# A7v



## A7V (Mar 5, 2009)

aaaaaaaaaaaaaaaaaaaaa


----------



## RJS (Mar 5, 2009)

Welcome to the site!  There are several Bro from SA here that I am sure will be willing to help you out.


----------



## RJS (Mar 5, 2009)

You can also check out the lodge locator on the Grand Lodge Website.

*http://grandlodgeoftexas.org/l_locate.php*


----------



## Bro. Kurt P.M. (Mar 5, 2009)

Welcome to the Forum.


----------



## Blake Bowden (Mar 5, 2009)

Welcome to the Forums Brother! There are quite a few members from the San Antonio area that may be able to assist you.


----------



## Bro.

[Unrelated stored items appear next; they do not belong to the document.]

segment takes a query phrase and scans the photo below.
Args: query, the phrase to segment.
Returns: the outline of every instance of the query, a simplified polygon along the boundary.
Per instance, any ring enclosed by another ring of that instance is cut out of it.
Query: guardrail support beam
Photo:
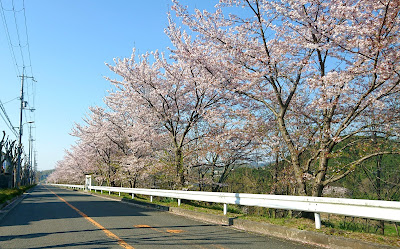
[[[152,195],[150,196],[150,202],[153,202],[153,196]]]
[[[315,218],[315,228],[321,229],[321,215],[319,213],[314,213]]]
[[[228,213],[228,204],[224,203],[224,215]]]
[[[135,194],[134,194],[134,193],[132,193],[132,199],[133,199],[133,198],[135,198]]]
[[[178,206],[181,205],[181,199],[178,199]]]

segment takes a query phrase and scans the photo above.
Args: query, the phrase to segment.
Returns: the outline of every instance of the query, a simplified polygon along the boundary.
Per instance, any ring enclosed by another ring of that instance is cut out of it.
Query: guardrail
[[[178,206],[181,200],[206,201],[224,204],[224,215],[227,213],[227,205],[257,206],[285,210],[312,212],[315,216],[315,227],[321,228],[320,213],[339,214],[352,217],[369,218],[400,222],[400,202],[378,201],[365,199],[289,196],[289,195],[265,195],[265,194],[241,194],[203,191],[181,191],[163,189],[122,188],[84,185],[51,184],[61,187],[80,188],[87,190],[114,193],[129,193],[132,199],[135,194],[175,198]]]
[[[48,185],[66,187],[66,188],[72,188],[72,189],[82,189],[82,190],[85,189],[85,185],[72,185],[72,184],[48,184]]]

Stewart P.M. (Mar 5, 2009)

Hello & Welcome!


----------



## isaiah65 (Mar 5, 2009)

Well come my brother.


----------



## cmoreno85tx (Mar 6, 2009)

Community Lodge #1201, (San Antonio) at your service. I sent you a PM btw.


----------



## RJS (Jun 12, 2009)

A7V, have you affiliated with anyone yet?  Just curious...


----------



## TCShelton (Jun 13, 2009)

Brother, check your PM box...


----------



## A7V (Jun 13, 2009)

I am in the process of affiliating with Patterson Lodge 1177 here in San Antonio.


----------



## RJS (Jun 14, 2009)

Awesome!


----------